Cosmic_EggWolfmother, the Australian wonder down under, have done what few bands accomplish - outdo a critically acclaimed breakthrough album while surviving an almost complete change in lineup. Originally a trio comprising vocalist and guitarist Andrew Stockdale, bassist and keyboardist Chris Ross and drummer Myles Heskett, the band released their debut self-titled album in 2005, and reached number three on the Australian ARIA Albums Chart. Yet, despite all of the acclaim, the CD for me lacked any real depth or ingenuity and while 'Woman' was a more than capable song it was let down by all the other tunes surrounding it. They seemed almost destined to the path many have travelled of either being a one hit wonder or at best turning out CD's that would never garner the critical kudos their debut did.

 

However, lead singer Stockdale apparently had other ideas that have thankfully given way to THE Wolfmother CD that should have been released to begin with.
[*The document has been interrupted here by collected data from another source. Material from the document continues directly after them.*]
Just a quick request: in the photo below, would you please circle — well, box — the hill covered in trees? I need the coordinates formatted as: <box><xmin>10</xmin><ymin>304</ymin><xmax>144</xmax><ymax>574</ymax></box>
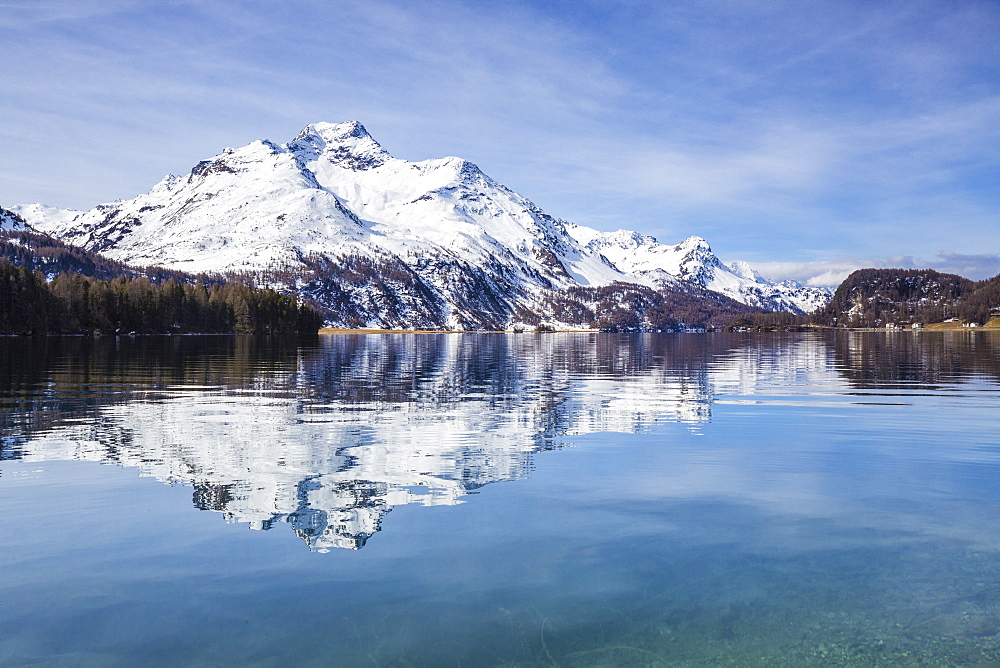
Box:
<box><xmin>0</xmin><ymin>228</ymin><xmax>199</xmax><ymax>284</ymax></box>
<box><xmin>0</xmin><ymin>227</ymin><xmax>322</xmax><ymax>335</ymax></box>
<box><xmin>809</xmin><ymin>268</ymin><xmax>1000</xmax><ymax>328</ymax></box>
<box><xmin>521</xmin><ymin>281</ymin><xmax>768</xmax><ymax>331</ymax></box>
<box><xmin>729</xmin><ymin>268</ymin><xmax>1000</xmax><ymax>330</ymax></box>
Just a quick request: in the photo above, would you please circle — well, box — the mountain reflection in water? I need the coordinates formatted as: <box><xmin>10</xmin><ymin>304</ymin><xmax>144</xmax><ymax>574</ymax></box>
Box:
<box><xmin>2</xmin><ymin>331</ymin><xmax>998</xmax><ymax>551</ymax></box>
After some co-founding members left the band due to "irreconcilable personal and musical differences," Stockdale reformed the band with new members but this time around they are a quartet. This sudden burst of musical vitality seeming like exactly what Wolfmother needed not to become a one hit wonder resting on its laurels. Enter 'Cosmic Egg' and a new breed of rock for Wolfmother that has indeed hatched.

 

Echoing equal parts Hendrix, Who, Uriah Heep and Sabbath, that gives the songs a rock, yet not quite metal, and definite psychedelic feel; 'Cosmic Egg' grabs you by the jugular with the fuzz bass intro of 'California Rising' and throttles you with their uncompromising, and too tight jeans, swagger for twelve tracks. There is the inevitable return to Led Zeppelin territory that was intimated on the debut in the shape of 'White Feather' and 'In The Castle' whilst the frankly colossal 'Pilgrim' is something of an acid rock masterpiece. There's plenty of rock goodness contained in this Egg  to keep fans of rock old and new more than happy, and thankfully this time around the alternative (or indie for you guys in the UK) influences that brought down the overall standard of the debut are few and far between.

 

It may have taken four years in the making and seen a few goodbyes personnel-wise but 'Cosmic Egg' is a model example of what Wolfmother can really be; a tight fisted rock band with no apologies and no fears. Cosmic? Sure. Celestial? Most definitely.

 

Get out there and catch the band live to witness the 'New Moon Rising' over the musical world for yourselves.